Die Büste der Nofretete ist der vielleicht wichtigste Kunstschatz in den Berliner Museen. Gefunden wurde sie vor 110 Jahren in Ägypten - eine Rückgabe plant der Berliner Senat derzeit aber nicht, wie Justizsenatorin Kreck klarstellte.

Eine Rückgabe des Berliner Pergamonaltars und der Nofretete-Büste in die Herkunftsländer ist vom Senat nicht geplant. Das sagte Berlins Justizsenatorin Lena Kreck (Linke) am Mittwoch im Rechtsausschuss des Abgeordnetenhauses. "Der Senat strebt nicht an, die Nofretete und den Pergamonaltar wieder zurückzugeben", sagte Kreck.

Kreck widersprach damit indirekt ihrer Staatssekretärin Saraya Gomis (parteilos), die sich kürzlich in einem Interview für eine Rückgabe ausgesprochen hatte. "Ich persönlich bin dafür, dass der Pergamonaltar und die Nofretete-Büste zurückgegeben werden", hatte Gomis dem "Tagesspiegel" gesagt und hinzugefügt: "Aus einer Antidiskriminierungsperspektive muss man sagen: All die Kulturgüter aus anderen Weltregionen gehören nicht uns, sie sind unrechtmäßig hier."

Kreck sieht "verschiedene Perspektiven zur Rechtmäßigkeit des Besitzes"

Kreck hingegen sagte nun, es gebe verschiedene Perspektiven auf die Rechtmäßigkeit des Besitzes des Pergamonaltars und der Nofretete-Büste sowohl im juristischen und moralischen Sinn. Sie begrüße daher die Debatte zu dem Thema.

Die Nofretete ist ein Touristenmagnet. Die um 1340 vor Christus gefertigte Büste der Hauptgemahlin von Pharao Amenophis IV. steht im Berliner Neuen Museum, das zur Stiftung Preußischer Kulturbesitz gehört. Sie wurde nach Stiftungsangaben nicht illegal außer Landes gebracht, sondern sei im Rahmen einer von der ägyptischen Antikenverwaltung genehmigten Grabung gefunden worden. Dabei sei wie damals üblich eine Fundteilung vereinbart worden.

Stiftung Preußischer Kulturbesitz: Zurzeit eine Forderung Ägyptens

Der Unternehmer James Simon, der im Jahr 1912 die Grabung finanziert hatte, schenkte die Büste zusammen mit anderen Grabungsfunden 1920 den Berliner Museen. Diese Grabungs- und Fundteilungsgeschichte ist laut Stiftung dokumentiert, aufgearbeitet und publiziert. Von ägyptischer Seite gibt es immer wieder private Initiativen für eine Rückgabe der Nofretete. Eine entsprechende Forderung vonseiten des ägyptischen Staates liegt laut Stiftung nicht vor.

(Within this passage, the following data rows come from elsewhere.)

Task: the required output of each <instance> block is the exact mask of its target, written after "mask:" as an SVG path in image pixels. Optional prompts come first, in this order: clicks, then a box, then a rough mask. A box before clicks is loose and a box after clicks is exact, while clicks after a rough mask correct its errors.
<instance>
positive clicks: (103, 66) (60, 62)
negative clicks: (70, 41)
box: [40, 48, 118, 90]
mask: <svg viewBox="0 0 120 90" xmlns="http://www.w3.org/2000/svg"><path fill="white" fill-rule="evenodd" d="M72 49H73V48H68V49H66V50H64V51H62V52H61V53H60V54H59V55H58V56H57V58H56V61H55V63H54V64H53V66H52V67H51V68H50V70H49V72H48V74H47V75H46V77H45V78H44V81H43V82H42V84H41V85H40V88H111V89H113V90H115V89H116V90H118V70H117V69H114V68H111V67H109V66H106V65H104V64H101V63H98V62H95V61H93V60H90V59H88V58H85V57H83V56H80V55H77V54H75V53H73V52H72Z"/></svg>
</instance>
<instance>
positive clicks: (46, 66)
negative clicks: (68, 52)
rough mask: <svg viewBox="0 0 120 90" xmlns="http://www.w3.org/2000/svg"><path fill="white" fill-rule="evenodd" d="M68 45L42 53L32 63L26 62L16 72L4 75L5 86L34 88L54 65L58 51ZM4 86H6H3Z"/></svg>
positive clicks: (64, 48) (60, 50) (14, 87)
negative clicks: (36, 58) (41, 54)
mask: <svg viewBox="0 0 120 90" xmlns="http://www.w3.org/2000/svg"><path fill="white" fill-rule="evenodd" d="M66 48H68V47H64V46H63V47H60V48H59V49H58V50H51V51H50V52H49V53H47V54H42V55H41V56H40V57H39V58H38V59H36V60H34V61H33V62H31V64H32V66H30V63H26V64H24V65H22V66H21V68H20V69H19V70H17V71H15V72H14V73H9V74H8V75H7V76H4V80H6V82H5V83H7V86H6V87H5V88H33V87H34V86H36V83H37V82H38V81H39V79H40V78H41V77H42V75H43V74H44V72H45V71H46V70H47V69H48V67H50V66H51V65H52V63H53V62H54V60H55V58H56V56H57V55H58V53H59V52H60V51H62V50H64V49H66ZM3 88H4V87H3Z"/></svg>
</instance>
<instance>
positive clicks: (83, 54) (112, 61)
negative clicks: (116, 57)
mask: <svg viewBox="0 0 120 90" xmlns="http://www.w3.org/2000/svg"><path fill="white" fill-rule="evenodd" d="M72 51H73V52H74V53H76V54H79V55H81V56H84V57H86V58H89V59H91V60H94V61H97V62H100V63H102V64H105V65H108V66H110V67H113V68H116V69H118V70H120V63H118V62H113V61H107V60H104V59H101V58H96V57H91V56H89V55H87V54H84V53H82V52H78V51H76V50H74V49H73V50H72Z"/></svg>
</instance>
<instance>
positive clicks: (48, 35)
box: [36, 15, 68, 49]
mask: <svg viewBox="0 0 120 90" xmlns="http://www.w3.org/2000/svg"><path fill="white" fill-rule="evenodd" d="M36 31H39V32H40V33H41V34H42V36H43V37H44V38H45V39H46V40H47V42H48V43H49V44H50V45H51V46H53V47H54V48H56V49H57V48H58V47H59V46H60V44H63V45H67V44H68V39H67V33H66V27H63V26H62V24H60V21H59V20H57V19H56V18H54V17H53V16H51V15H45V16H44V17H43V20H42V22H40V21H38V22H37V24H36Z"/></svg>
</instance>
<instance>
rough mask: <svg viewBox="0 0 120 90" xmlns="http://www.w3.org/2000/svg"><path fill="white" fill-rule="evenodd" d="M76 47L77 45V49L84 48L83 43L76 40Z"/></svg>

Der Altar von Pergamon stammt aus ersten Hälfte des zweiten Jahrhunderts vor Christus. Er stand auf dem Burgberg der kleinasiatischen Stadt Pergamon und wurde Ende des 19. Jahrhunderts bei Grabungen entdeckt. Die Präsentation im danach benannten Pergamonmuseum auf der Museumsinsel geht auf einen Vertrag zur Fundteilung zwischen der deutschen Regierung und dem damaligen Osmanischen Reich nach Verhandlungen 1878/79 zurück. Von unterschiedlich legitimierter türkischer Seite gibt es immer wieder mal Vorstöße in Richtung einer Rückgabe.

Rückgabe von Benin-Bronzen war laut Baerbock und Roth "Wendepunkt"

Im Dezember hatten Kultustaatsministerin Claudia Roth und Außenministerin Annalena Baerbock (beide Grüne) 20 Benin-Bronzen an Nigeria zurückgegeben und dies als "Wendepunkt internationaler Kulturpolitik" bezeichnet. "Es war falsch, sie zu nehmen, und es war falsch, sie zu behalten", sagte Baerbock. Die Kunstschätze gehörten zuvor zu den Beständen von Museen in Berlin, Hamburg, Köln, Dresden, Leipzig und Stuttgart. Weitere Rückgaben sollen folgen.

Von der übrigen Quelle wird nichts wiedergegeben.